Crystalline silicate dust around evolved stars II. The crystalline silicate complexes

TL;DR

This study catalogs 49 solid state emission bands in 17 evolved star dust shells, analyzing mineral compositions, spectral complexes, and differences between disk and outflow sources to understand dust mineralogy and evolution.

Contribution

It provides an exhaustive inventory of emission bands, identifies mineral compositions, and distinguishes spectral features between different dust geometries in evolved stars.

Findings

Olivines and pyroxenes are Mg-rich and Fe-poor.

Disk sources show stronger crystalline silicate bands.

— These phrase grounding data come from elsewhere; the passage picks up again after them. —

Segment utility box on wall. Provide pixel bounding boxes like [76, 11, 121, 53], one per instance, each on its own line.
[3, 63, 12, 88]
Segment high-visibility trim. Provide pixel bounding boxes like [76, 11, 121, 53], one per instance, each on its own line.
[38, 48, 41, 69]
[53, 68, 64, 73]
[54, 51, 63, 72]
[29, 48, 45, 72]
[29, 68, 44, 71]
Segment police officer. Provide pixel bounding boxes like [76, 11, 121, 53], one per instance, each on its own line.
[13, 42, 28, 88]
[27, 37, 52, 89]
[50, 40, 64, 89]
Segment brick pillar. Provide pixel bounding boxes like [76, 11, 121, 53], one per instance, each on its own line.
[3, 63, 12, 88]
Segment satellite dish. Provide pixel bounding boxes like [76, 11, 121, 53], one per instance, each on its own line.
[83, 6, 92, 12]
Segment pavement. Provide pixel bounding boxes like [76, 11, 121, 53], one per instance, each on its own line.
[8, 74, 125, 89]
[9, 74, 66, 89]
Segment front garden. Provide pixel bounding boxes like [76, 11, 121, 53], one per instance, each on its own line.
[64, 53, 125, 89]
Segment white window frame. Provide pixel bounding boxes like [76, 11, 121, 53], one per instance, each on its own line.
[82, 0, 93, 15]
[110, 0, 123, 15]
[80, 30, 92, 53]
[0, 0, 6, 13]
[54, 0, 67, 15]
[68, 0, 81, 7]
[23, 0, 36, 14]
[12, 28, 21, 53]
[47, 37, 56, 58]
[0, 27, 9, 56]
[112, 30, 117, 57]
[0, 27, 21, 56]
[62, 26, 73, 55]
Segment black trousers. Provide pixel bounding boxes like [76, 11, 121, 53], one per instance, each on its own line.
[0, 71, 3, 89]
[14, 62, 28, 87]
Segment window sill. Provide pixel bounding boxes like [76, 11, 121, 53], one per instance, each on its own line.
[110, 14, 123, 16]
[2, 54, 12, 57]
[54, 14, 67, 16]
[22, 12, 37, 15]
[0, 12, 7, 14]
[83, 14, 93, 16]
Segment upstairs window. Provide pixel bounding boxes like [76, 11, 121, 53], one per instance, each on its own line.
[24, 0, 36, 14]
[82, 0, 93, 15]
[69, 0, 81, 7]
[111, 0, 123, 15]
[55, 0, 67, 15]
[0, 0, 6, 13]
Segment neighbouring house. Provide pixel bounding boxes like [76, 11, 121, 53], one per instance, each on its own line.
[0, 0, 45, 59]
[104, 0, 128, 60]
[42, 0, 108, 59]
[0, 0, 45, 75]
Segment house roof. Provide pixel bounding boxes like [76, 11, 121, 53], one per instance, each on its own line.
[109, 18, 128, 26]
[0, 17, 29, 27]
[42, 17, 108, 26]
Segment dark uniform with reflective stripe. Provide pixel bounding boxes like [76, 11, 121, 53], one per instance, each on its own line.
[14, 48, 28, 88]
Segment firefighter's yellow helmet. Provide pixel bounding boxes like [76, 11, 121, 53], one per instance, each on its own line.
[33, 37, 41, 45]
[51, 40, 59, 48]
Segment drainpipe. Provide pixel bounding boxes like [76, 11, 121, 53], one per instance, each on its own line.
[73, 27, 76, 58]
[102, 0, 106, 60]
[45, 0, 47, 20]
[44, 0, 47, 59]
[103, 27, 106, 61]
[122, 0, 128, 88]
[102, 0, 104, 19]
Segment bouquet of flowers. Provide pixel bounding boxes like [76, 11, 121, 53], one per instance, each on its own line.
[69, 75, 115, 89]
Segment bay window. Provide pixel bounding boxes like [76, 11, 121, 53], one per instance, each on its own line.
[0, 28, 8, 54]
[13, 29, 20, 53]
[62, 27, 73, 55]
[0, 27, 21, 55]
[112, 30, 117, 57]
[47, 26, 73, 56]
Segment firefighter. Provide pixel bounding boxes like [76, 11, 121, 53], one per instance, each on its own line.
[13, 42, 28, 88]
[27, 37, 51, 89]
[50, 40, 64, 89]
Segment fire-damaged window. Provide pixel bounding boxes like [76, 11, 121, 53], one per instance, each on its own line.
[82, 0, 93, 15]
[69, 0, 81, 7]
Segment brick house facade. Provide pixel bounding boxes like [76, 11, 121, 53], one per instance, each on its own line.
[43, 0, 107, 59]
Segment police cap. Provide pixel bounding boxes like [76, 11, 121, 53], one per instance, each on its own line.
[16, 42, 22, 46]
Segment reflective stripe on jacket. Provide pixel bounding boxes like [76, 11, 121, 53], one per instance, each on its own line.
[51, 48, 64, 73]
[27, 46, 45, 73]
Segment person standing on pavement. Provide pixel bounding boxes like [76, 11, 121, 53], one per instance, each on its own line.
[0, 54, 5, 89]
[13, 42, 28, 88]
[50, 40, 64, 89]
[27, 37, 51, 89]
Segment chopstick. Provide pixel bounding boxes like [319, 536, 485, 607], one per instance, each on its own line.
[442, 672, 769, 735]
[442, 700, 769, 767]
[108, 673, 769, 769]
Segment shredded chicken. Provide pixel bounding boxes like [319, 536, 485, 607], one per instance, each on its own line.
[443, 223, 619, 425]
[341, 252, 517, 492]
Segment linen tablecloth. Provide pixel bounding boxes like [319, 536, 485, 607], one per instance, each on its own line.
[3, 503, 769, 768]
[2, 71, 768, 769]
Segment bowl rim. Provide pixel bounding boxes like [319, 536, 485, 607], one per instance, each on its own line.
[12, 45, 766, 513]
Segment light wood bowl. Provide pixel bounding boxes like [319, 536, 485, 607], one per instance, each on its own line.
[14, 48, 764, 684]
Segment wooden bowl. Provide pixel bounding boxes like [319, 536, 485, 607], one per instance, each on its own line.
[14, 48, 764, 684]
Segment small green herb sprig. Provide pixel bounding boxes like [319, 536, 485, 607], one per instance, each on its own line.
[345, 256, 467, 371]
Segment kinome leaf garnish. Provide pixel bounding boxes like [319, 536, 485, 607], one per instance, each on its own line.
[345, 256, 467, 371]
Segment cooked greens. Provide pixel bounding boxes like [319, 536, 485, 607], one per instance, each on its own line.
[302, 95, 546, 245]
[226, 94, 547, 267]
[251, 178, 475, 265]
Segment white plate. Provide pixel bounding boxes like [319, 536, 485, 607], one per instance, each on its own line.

Spectral differences relate to dust composition and grain shape.

Abstract

This is the second paper in a series of three in which we present an exhaustive inventory of the 49 solid state emission bands observed in a sample of 17 oxygen-rich dust shells surrounding evolved stars. Most of these emission bands are concentrated in well defined spectral regions (called complexes). We define 7 of these complexes; the 10, 18, 23, 28, 33, 40 and 60 micron complex. We derive average properties of the individual bands. Comparison with laboratory data suggests that both olivines (Mg(2x)Fe(2-2x)SiO(4)) and pyroxenes (Mg(x)Fe(1-x)SiO(3)) are present, with x close to 1, i.e. the minerals are very Mg-rich and Fe-poor. This composition is similar to that seen in disks surrounding young stars and in the solar system comet Hale-Bopp. A significant fraction of the emission bands cannot be identified with either olivines or pyroxenes. Possible other materials that may be the carriers of these unidentified bands are briefly discussed. There is a natural division into objects that show a disk-like geometry (strong crystalline silicate bands), and objects whose dust shell is characteristic of an outflow (weak crystalline silicate bands). In particular, stars with the 33.5 micron olivine band stronger than about 20 percent over continuum are invariably disk sources. Likewise, the 60 micron region is dominated by crystalline silicates in the disk sources, while it is dominated by crystalline H(2)O ice in the outflow sources. We show that the disk and outflow sources have significant differences in the shape of the emission bands. This difference must be related to the composition or grain shapes of the dust particles. The incredible richness of the crystalline silicate spectra observed by ISO allows detailed studies of the mineralogy of these dust shells, and is the origin and history of the dust.